The Peder and Lena Mortensen family joined the Church in Denmark in 1855. “As soon as my father and mother heard the gospel they were not very long in accepting it,” their daughter Mette recalled. Soon after joining the Church, the Mortensens decided to sell their substantial home and farm and gather to Zion. With seven children ages 5 to 24, they left what Mette called their “happy little home” and sailed to England (the oldest son stayed in Denmark to serve a mission and emigrated later). In Liverpool they boarded the Thornton to sail to America. Mette turned 11 on the day her family boarded the ship.
After reaching America, the Mortensens went to Iowa City, intending to get outfitted with a wagon and team to continue the journey. The family had the means to do so, but Church leaders made a proposal and promise that steered their course in an unexpected direction. They asked Peder if he would use his means to help pay the way of other needy Saints and promised that if his family would “join the handcart company, not one member of his family should be lost.” The Mortensens decided to forgo their comfort for the greater good of others.
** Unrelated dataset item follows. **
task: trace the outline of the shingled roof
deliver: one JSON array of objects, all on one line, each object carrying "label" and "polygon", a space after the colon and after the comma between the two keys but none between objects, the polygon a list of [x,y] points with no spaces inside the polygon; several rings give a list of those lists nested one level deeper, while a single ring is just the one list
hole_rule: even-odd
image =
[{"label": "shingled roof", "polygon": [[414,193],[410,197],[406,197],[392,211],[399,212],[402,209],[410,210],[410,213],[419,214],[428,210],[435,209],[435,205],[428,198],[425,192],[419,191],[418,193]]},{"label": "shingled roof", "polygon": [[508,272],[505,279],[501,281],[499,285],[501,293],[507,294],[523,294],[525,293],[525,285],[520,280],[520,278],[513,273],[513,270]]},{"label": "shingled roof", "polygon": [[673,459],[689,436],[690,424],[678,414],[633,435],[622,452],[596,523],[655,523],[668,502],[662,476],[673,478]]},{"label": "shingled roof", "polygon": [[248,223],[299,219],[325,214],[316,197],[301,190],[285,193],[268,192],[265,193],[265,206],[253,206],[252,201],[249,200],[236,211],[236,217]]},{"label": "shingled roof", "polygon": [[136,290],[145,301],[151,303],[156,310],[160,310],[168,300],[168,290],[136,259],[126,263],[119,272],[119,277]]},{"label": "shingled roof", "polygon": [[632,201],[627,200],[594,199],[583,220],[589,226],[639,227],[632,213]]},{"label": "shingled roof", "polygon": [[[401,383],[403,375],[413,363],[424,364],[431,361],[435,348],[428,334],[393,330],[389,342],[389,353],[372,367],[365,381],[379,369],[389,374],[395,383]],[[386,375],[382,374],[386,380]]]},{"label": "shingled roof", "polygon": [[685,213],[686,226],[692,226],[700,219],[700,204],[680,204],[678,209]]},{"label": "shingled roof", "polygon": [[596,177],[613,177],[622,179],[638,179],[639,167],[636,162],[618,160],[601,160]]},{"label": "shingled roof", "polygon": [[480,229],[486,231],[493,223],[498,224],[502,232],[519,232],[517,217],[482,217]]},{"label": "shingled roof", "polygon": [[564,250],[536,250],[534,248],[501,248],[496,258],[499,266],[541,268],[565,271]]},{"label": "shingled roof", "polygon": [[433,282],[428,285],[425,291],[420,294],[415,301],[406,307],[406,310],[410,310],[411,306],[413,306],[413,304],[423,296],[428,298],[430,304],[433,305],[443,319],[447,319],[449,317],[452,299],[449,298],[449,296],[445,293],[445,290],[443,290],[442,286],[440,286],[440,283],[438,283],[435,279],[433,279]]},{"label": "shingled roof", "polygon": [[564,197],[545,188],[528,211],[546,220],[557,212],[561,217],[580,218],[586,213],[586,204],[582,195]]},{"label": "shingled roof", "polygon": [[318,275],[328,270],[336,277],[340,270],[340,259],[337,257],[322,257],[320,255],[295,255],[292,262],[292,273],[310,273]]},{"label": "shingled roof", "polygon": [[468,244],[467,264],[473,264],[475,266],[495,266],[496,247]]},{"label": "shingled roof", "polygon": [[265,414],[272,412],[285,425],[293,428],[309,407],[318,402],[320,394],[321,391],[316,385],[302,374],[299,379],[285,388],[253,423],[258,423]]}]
This was a doubly difficult decision because Peder and his oldest daughter were crippled, he severely and she with an arthritic knee. They were promised they could ride in a supply wagon.
Now very limited in what they could bring, the Mortensens left much of their clothing and bedding behind. The months ahead required great additional sacrifice, as well as suffering from hunger and cold. “How well I remember when the food supply began to get short,” Mette later wrote. “We had always had plenty of good food at home and this was hard for me to understand.”
The journey was especially trying and even frightening one day when Mette’s brothers pulled out of the line of handcarts and said they couldn’t go a step farther. “We children stood by crying, thinking of the terrors in store for us,” Mette remembered. When their mother gave the boys a little crust of bread and something to drink, it lifted their spirits. With her encouragement, they got their cart back onto the trail and continued forward.
After the long day’s journey over Rocky Ridge, Mette’s brothers helped dig the grave where 13 members of the company were buried. In an act of tenderness, Mette’s mother laid one of her hand-woven linen sheets on the bodies before they were covered with earth.
As promised, Peder and Lena Mortensen and their children arrived safely in Zion. They settled in Parowan, Utah. Mette was married several years later and raised nine children.